Additionally, photographs suck when it comes to color.
People are so beautiful and inspiring. I'm a ham-fisted writer, and a casual jerk, so I'm not always doing the best job of articulating my feelings, but I feel like I can relate to my friends on this visual level, and they will know that I love them.
Instead of having a sketchbook, I like drawing 'postcards.' They are small drawings, maybe 5x7 inches, and I draw them with pens. My postcard drawings are things I do in between bigger projects—or if I'm traveling, I draw them to keep my studio practice going, because nothing is worse than being away from the studio.
In February, Ben and I traveled to Italy for 10 days. We drew postcards of paintings that I had never seen in life before. My favorites were of a young man wearing a huge cod piece, of St. Agatha with her tits on a plate like cupcakes, and one of Cleopatra, holding the tiniest snake in her forefingers I have EVER seen.
Last year, I drew about 25 hats from the "Hats" show Stephen Jones curated at Bard. (Drawing comes in very handy when cameras are not allowed.) On the first day, I drew hats on lined paper out of desperation. Then I went back for a second day armed with my favorite paper and tons of pens and markers, and it was a solid day of drawing the most beautiful hats. I have a small hat collection myself. Having a rather awkwardly large pumpkin myself, I save the hats for my models.

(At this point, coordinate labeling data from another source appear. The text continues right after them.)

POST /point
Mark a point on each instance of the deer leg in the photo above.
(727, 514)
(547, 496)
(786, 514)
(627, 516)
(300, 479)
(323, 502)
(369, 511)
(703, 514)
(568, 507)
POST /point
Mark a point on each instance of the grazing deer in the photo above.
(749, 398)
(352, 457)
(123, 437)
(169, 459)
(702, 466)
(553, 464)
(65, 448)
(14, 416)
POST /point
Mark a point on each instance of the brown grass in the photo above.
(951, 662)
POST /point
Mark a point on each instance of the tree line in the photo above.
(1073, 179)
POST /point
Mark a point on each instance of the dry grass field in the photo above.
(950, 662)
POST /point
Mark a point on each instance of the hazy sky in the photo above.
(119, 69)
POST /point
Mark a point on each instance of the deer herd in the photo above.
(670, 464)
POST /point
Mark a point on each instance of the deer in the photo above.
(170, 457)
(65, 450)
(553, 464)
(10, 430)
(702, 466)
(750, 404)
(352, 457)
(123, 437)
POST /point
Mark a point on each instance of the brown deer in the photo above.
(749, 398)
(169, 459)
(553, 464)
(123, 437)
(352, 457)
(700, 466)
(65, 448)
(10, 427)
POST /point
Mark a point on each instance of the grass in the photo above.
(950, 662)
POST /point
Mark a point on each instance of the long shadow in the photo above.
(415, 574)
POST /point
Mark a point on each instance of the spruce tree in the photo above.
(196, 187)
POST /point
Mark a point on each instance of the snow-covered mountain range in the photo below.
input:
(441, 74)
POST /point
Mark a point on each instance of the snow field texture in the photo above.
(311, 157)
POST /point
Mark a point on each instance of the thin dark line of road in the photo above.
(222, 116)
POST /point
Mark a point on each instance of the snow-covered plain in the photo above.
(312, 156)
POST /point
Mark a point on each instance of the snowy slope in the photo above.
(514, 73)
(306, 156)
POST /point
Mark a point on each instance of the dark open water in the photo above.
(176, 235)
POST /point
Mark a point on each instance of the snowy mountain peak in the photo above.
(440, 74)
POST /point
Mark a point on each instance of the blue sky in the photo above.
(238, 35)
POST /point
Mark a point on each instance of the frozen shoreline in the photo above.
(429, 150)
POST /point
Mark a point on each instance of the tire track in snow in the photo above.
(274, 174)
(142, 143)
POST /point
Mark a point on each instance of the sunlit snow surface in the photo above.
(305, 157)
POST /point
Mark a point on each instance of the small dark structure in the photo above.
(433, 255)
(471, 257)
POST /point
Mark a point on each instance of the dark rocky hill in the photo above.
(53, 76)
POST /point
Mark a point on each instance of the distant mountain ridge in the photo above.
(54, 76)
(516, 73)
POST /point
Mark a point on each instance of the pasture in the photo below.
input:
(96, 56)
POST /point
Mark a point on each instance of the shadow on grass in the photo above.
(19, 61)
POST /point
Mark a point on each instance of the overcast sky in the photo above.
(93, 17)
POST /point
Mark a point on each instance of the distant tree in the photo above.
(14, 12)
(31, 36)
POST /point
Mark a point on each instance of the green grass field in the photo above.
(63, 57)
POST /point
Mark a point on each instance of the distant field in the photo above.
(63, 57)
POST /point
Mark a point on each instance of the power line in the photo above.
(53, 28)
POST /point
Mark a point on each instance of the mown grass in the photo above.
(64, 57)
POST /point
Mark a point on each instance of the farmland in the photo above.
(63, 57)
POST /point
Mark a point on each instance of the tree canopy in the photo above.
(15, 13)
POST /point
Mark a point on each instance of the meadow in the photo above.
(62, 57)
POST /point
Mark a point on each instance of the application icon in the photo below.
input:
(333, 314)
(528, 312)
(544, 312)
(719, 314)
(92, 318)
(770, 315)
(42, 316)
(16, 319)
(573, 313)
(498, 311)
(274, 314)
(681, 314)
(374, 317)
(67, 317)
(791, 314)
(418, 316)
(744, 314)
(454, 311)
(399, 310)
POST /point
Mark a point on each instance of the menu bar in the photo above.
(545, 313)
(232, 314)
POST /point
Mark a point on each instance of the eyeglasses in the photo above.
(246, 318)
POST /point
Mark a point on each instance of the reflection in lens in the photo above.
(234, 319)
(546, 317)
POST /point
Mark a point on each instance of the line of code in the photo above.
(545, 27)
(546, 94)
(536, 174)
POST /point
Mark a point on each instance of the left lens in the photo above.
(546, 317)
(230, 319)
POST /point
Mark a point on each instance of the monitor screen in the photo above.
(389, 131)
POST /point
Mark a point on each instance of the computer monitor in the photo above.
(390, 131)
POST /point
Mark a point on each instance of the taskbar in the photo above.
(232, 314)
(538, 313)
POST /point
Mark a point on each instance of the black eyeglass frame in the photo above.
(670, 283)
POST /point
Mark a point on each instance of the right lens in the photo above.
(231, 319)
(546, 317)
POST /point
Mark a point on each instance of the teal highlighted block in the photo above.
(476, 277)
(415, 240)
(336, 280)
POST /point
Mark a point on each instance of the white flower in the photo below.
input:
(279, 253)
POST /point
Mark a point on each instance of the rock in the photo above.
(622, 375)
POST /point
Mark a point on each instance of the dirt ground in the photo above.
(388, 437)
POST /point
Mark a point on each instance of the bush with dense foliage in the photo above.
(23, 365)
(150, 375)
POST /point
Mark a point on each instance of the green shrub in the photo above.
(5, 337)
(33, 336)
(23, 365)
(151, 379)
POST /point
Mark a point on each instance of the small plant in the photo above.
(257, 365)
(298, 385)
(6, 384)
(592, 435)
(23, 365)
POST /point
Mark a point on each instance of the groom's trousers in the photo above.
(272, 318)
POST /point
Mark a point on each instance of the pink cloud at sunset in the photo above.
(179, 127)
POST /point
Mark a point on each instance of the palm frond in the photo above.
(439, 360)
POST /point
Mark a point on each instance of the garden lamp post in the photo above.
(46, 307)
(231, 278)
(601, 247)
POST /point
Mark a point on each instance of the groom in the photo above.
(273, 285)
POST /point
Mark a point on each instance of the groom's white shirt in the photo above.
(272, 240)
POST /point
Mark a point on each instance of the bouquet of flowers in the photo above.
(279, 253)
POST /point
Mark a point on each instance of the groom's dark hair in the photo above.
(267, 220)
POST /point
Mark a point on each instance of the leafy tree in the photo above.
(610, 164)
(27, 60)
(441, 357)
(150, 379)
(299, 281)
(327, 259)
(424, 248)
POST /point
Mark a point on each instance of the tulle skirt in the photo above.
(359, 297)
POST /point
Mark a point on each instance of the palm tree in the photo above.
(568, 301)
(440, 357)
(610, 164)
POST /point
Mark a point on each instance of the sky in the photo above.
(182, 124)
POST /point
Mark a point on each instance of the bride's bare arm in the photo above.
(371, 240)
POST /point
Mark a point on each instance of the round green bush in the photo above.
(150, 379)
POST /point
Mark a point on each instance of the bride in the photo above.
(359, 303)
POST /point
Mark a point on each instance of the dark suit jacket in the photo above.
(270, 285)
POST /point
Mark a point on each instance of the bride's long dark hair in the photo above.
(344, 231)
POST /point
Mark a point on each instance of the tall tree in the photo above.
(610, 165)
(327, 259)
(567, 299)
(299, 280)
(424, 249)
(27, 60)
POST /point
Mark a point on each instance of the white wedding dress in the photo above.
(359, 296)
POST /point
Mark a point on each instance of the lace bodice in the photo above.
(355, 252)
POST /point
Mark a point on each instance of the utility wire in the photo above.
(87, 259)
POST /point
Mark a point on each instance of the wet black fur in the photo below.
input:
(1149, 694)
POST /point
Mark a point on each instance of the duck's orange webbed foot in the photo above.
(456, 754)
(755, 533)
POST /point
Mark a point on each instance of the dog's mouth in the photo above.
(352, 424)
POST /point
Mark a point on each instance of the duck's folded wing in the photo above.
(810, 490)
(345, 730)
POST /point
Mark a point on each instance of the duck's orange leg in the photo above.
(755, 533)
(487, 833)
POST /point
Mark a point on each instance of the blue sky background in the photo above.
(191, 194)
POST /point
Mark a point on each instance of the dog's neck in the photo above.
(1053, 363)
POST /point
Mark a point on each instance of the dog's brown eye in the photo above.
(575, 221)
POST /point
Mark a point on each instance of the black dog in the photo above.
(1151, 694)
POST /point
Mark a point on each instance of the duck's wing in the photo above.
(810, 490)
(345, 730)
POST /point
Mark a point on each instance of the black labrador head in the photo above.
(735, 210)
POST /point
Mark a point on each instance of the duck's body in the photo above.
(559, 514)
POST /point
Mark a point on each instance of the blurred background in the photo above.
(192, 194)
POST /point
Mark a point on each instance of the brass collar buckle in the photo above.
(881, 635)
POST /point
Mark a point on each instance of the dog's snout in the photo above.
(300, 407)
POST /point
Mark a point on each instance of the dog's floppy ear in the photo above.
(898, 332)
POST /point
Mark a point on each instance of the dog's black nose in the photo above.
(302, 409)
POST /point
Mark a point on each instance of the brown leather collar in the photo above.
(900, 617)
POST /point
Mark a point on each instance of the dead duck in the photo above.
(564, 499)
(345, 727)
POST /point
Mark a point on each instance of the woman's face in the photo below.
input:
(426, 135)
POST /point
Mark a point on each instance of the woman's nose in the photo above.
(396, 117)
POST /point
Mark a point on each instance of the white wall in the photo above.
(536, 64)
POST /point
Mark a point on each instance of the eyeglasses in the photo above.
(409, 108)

When my husband got an art residency at a tropical location five years ago, I had a lot of fun drawing products from that island for six weeks. Products with excellent typefaces are like a siren song to me. I collect all manner of beautiful typefaces—be it on bottles, books, sardine cans, or beauty products, I will buy them as an investment to draw it some time in the future, or to draw again and again.
I like to collect colorful things that inspire me. I have yards and yards of fabric, and clothes I could never wear but that have a good pattern. Presently, my studio is filled with chairs, sofas, and foot hassocks for my models to use. The extra space I have upstate has afforded me the luxury of hoarding with abandon. I'm going to have to have a garage sale before I head back into the city.
Being a fussy person, I have refinished several adirondack chairs so they look perfect for my purposes of putting them into a painting or three. Sometimes I'll get on a kick where I want the model to perfectly echo the furniture they're sitting on, and there's one painting I did where the model looks like the table lamp she's sitting next to. Furniture is a great inspiration.
You asked me how I get my creative juices flowing, but I really don't know how to ever stop it. There are a million things I want to do at this very moment. If I ever get frustrated with drawing or painting (not likely), my backup is that I love to sew. I make costumes, clothes, stuffed animals, and, if I feel like a long-term commitment, I'm very familiar with quilting.